The benchmark test is the standard for all future tests. It is constructed from calibrated questions and, generally, includes a set of common items. It has been administered at least once to verify that it satisfies statistical expectations. When scored by only counting right marks, the expectations only include the ranking of each item and each student. The analysis says little about the validity of the test to assess what students trust they know, as the basis for future instruction and learning, or for future job performance.
Calibrated questions are obtained by administering new questions to comparable groups of students. Field-testing presents a new set of questions to students without consequences. This is a common way to start the process of standardization. Operational testing presents new questions embedded in a test that has consequences, for more valid results. Winsteps estimates individual student ability and item difficulty measures. The measures are reported to provide sample-free item calibrations.

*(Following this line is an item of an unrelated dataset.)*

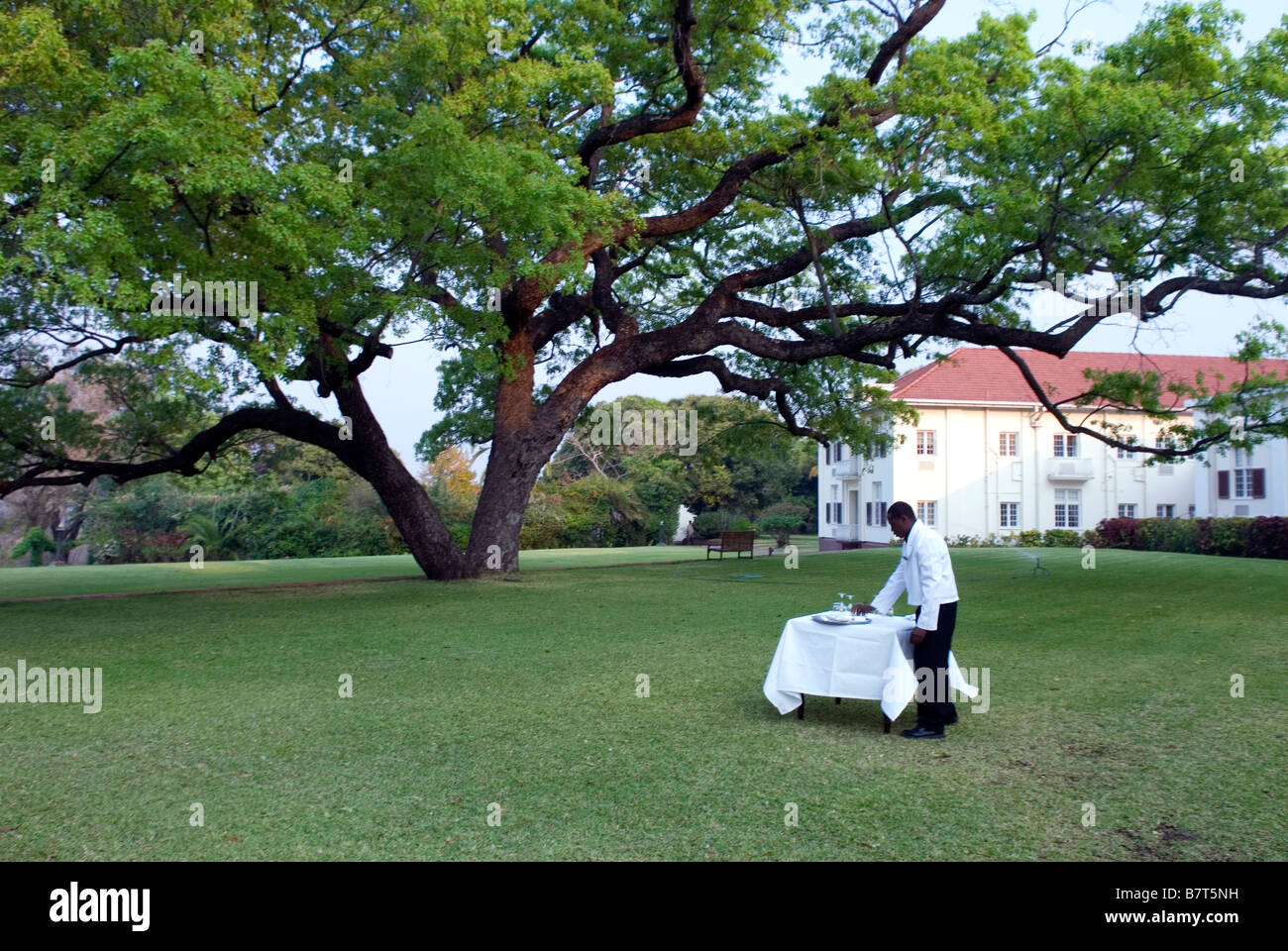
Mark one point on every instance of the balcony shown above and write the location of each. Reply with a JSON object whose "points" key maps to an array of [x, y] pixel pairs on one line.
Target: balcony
{"points": [[1069, 470], [848, 468]]}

Bookmarking is the practice of placing calibrated questions in a book in an order of increasing difficulty. Experts and judges examine each question to find the one a student must answer to pass the test, a very political process. The outcome has been highly variable (as it is impossible for those with full knowledge to guess what answers students with incomplete knowledge will mark). The average judged item difficulty of the selected questions sets the raw cut score for the test.

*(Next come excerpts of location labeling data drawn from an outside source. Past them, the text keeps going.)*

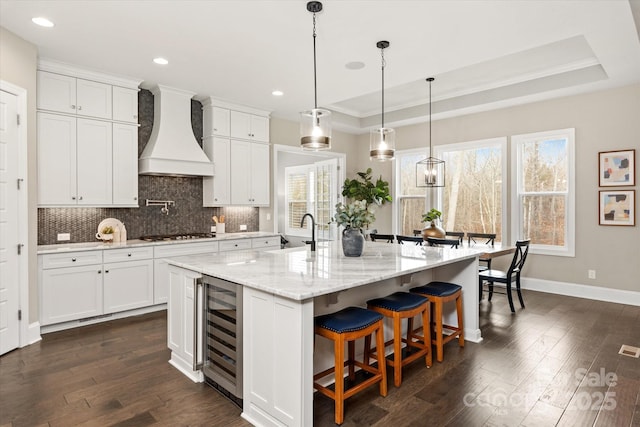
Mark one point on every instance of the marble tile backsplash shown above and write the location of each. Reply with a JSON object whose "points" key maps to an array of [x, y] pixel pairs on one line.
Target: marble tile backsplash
{"points": [[187, 216]]}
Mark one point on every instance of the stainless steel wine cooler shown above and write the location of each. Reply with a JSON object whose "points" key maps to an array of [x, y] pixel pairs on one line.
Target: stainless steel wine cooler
{"points": [[222, 336]]}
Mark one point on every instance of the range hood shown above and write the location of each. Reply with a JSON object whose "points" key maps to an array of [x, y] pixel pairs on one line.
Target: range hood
{"points": [[172, 148]]}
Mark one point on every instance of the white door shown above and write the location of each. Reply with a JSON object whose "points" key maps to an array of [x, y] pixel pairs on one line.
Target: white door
{"points": [[9, 278]]}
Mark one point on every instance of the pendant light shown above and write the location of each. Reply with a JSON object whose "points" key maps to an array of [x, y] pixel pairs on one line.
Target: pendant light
{"points": [[382, 142], [315, 124], [430, 171]]}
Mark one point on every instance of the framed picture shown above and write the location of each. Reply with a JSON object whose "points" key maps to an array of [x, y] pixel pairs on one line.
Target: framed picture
{"points": [[618, 207], [617, 168]]}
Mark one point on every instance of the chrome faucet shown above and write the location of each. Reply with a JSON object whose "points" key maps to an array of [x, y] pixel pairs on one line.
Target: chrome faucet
{"points": [[313, 231]]}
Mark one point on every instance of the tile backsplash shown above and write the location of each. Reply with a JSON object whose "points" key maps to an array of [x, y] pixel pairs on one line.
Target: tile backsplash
{"points": [[187, 216]]}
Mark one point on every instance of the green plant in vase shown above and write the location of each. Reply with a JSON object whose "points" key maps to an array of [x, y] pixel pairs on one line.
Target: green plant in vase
{"points": [[432, 230]]}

Classroom tests, unlike standardized tests, include everyone and everything. PUP Table 7 lists Mastery, Unfinished, and Discriminating (the questions normally used in standardized tests). Even a classroom test can yield high test reliability (>0.90 KR20) if enough discriminating questions are included.
Reporters were concerned last year by the proximity of the random guessing score and the cut score. Ministep, implementing the Rasch model, does not recognize guessing. This gives students a handicap of 25% on 4-option questions. (I customized PUP, PUP7, to handle 7-option questions, a 14% handicap, last year for a faculty member with a cheating problem from answer copying.)
Winsteps performs as advertised estimating student and item measures, but it has no magic to correct errors in judgment in creating the standardized test, managing drift, and in setting cut scores. Time for testing places a limit on the number of questions on the benchmark test. The main goal of Winsteps is to help select the minimum number of questions that will yield acceptable test reliability.